Anyway, it would be nice to have something to offer the Python, C++, Ruby, JavaScript, etc communities.

Before going further I really should see what CPAN has.

I the early 90s I contributed to the then hot communications technology -- Gopher. I built Sextant, the first (non-Hypercard) Gopher client for the Macintosh. Even today it has one feature that I miss in browsers and that is saving window position and size information kept with a bookmark: Having this allowed you to organize your desktop and then quickly restore it on restart.

A few places standardized on it. But in the end it died out as TurboGopher (I think this is what it was called) come out and had support for many more data types. I don't know what happened to Sextant's code.
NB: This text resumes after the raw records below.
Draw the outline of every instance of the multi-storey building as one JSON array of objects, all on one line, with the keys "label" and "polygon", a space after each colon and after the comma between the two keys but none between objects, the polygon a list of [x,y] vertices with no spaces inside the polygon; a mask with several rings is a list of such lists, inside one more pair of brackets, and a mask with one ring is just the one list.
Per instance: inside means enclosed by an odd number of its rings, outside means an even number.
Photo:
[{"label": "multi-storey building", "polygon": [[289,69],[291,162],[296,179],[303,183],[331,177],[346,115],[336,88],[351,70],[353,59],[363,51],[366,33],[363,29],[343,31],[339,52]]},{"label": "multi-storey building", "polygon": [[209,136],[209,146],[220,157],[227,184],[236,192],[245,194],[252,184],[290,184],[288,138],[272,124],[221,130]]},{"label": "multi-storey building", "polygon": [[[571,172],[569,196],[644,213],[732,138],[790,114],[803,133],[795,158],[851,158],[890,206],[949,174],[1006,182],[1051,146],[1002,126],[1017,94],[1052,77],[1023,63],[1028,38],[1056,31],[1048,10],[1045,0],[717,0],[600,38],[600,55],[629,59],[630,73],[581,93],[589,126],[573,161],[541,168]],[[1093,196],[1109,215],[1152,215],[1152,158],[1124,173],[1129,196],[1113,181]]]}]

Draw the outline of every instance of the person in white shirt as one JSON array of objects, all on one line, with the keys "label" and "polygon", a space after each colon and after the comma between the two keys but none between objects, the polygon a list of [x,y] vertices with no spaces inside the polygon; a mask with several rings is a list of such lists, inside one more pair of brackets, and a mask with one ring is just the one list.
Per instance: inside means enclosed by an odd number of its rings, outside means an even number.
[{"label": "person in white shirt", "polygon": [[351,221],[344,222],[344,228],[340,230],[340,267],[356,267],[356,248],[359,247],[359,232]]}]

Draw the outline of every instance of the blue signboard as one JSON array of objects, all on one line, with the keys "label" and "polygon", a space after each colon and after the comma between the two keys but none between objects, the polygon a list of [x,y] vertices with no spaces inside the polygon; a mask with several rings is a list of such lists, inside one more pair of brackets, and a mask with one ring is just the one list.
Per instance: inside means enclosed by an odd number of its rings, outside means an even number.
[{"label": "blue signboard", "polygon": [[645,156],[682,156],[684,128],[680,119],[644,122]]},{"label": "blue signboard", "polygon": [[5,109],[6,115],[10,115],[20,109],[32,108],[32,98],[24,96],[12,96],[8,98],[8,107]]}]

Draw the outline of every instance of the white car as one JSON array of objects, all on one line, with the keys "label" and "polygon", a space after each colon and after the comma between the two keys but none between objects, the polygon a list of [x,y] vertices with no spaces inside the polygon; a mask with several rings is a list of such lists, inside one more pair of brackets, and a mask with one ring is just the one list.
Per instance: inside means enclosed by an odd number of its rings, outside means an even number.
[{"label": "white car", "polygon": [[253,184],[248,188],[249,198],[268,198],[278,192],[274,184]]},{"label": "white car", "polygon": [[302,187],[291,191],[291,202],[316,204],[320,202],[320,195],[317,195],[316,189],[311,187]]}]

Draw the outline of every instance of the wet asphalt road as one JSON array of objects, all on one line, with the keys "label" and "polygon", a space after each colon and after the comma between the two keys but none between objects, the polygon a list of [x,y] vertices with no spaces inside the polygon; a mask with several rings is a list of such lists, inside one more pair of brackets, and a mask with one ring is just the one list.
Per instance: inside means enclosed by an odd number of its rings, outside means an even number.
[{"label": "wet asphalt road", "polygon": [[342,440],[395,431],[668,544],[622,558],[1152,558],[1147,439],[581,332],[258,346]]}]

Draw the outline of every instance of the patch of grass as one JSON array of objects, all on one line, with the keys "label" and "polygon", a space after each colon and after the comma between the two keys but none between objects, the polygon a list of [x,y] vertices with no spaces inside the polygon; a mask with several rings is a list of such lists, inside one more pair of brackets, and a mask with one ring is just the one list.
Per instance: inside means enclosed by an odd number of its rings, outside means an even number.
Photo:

Thanks to Google I can still see my announcements: q=sextant+gopher&selm=9209101851.AA20207%

What was bigger than Sextant was it inspired me to start the THINK Class Library mailing list. The TCL was a class library that came with the Lightspeed compiler. This was my first introduction to C++ and application frameworks. It was a good introduction as C++ was small, TCL was small, and it allowed me to build a good Macintosh application with much less effort and with more features than anything I had done previously. I wanted to share my experience with TCL with others and to get others help in using it better. The mailing list (later the news group comp.sys.mac.oop.tcl) and code archive lasted for several years. It even survived the transition from my maintenance to others. It to had a natural death as other technologies surpassed it.

Thanks to Google I can still see my announcements: q=gilmartin+tcl&selm=1g8eiaINNroo% 40cat.cis.Brown.EDU&rnum=1

What was novel about the archive at the time was that I organized it by contributor and topic. At the time all archives where anonymous FTP hierarchies organizaed by topic. I felt that the contributor should get as much acknowledgement as the code contributed.